The Diamond Monster Sound MX300 was based on the Vortex2 audio ASIC from Aureal Semiconductor. It was a substantial step forward in gaming audio, with impressive 3D audio positioning and other effects. It utilized the then state-of-the-art Aureal A3D 2.0 3D audio API.
Monster Sound MX400 was advertised as being one of the first sound cards with hardware MP3 decoding acceleration. This was a redundant feature because the central CPUs in PCs at the time were more than capable of handling MP3 playback. It was also somewhat complicated to make use of the MP3 acceleration because special software was needed to use it.
The Vortex2-equipped MX300 was a superior card for 3D audio. Aureal had gone into bankruptcy and was dissolved, so their last generation of chips were never released. Diamond instead used ESS's less powerful chips to continue the line. The MX400 was the last of the Monster Sound cards.
The Sonic Impact was the value-oriented sound card line from Diamond. Whereas the MonsterSound lineup was targeted at no-holds-barred gamers, the Sonic Impact cards were more generally aimed, and were cheaper and less powerful. Still the lineup consisted of several capable cards.
Diamond XtremeSound is the first sound card line launched after the company's restructuring in 2003.
Diamond's first product (under the corporate name Diamond Computer Systems) was the TrackSTAR, an 8-bit ISA plug-in card for the IBM PC that emulated an Apple II. An early advertisement from 1984 also claimed it would add CP/M compatibility via the included Zilog Z80 processor.[9] The TrackSTAR was redesigned to fit in the shorter expansion slot of the Tandy 1000 and was key to that marque's expansion into the educational computer market.[10][11]
Diamond's innovation created the Rio PMP300, one of the first consumer MP3 players, but they soon sold their MP3 player line and no longer provide support for it.
The SupraMax line is a popular value DSL modem line.

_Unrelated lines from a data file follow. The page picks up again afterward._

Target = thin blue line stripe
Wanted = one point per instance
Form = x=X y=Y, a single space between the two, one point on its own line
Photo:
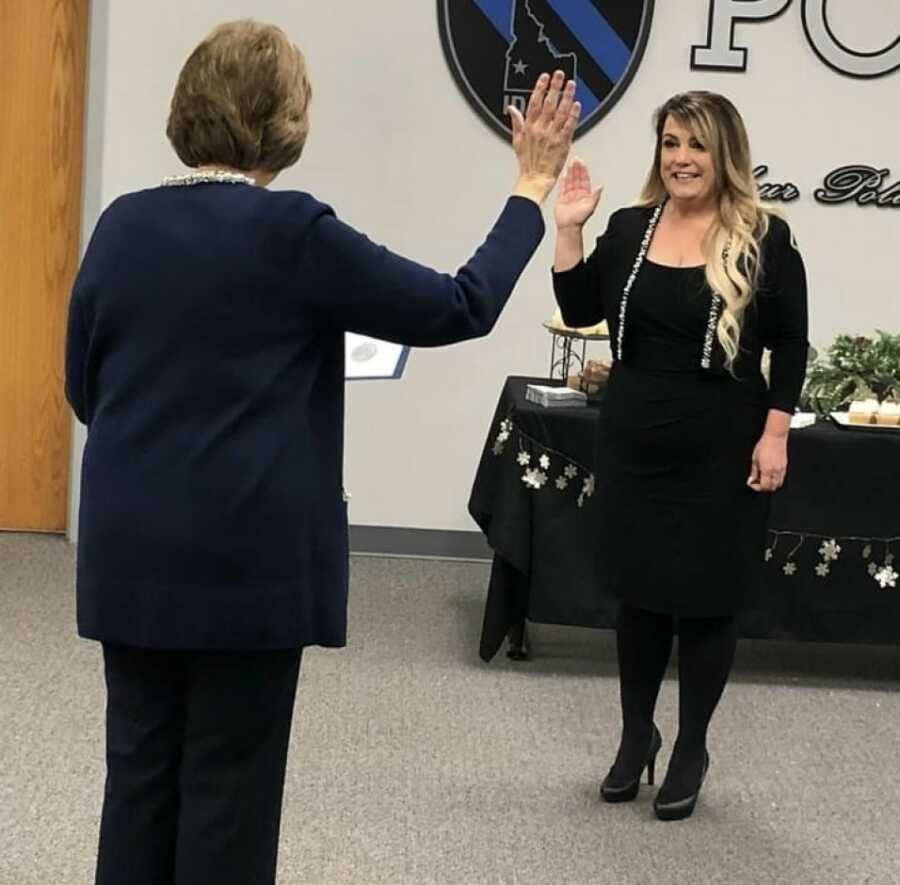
x=595 y=34
x=499 y=14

The brand has a lineage going back to Supra, Inc.
Diamond began manufacturing PC-compatible motherboards after purchasing Micronics Computers in 1998.
Diamond was an early (1997) entrant into PC DVD kits with their Maximum DVD 1000DB-VAR (Value Added Reseller) and 2000-RETKIT (RETail KIT). These kits bundled a 'feature reduced' (several pin headers and other parts not installed) full length PCI MPEG2 analog overlay decoder card made by division. This card connected to the VGA card with an external passthrough cable, a 3.5mm (1/8") external patch cord to the soundcard's line-in jack, and the analog audio cable from the included Toshiba SD-M1002 DVD-ROM drive connected to the division card while a second cable passed the audio on to the soundcard's internal connector.
Diamond also made kits called the Maximum DVD 1500 and 2500. (Hardware specifications unknown.) The drivers and player software for these are not compatible with the DVD 1000 and 2000. They are a slightly newer product with the 'Navigator' player software having a cleaner user interface.
None of these DVD kits are DirectX compatible and as the drivers are the VxD type, they will only work with Windows 95 through 98SE. Dual-layer DVDs are not supported in original Windows 95 or 95a, but are in the various versions of 95 OEM Service Release 2. Windows 98 or 98SE is not recommended due to problems that may happen with video color and alignment. Only the bundled player software can use the hardware MPEG2 decoding of the card.
Diamond produced the capable but relatively low-cost FirePort 40 SCSI adapter in the late 1990s.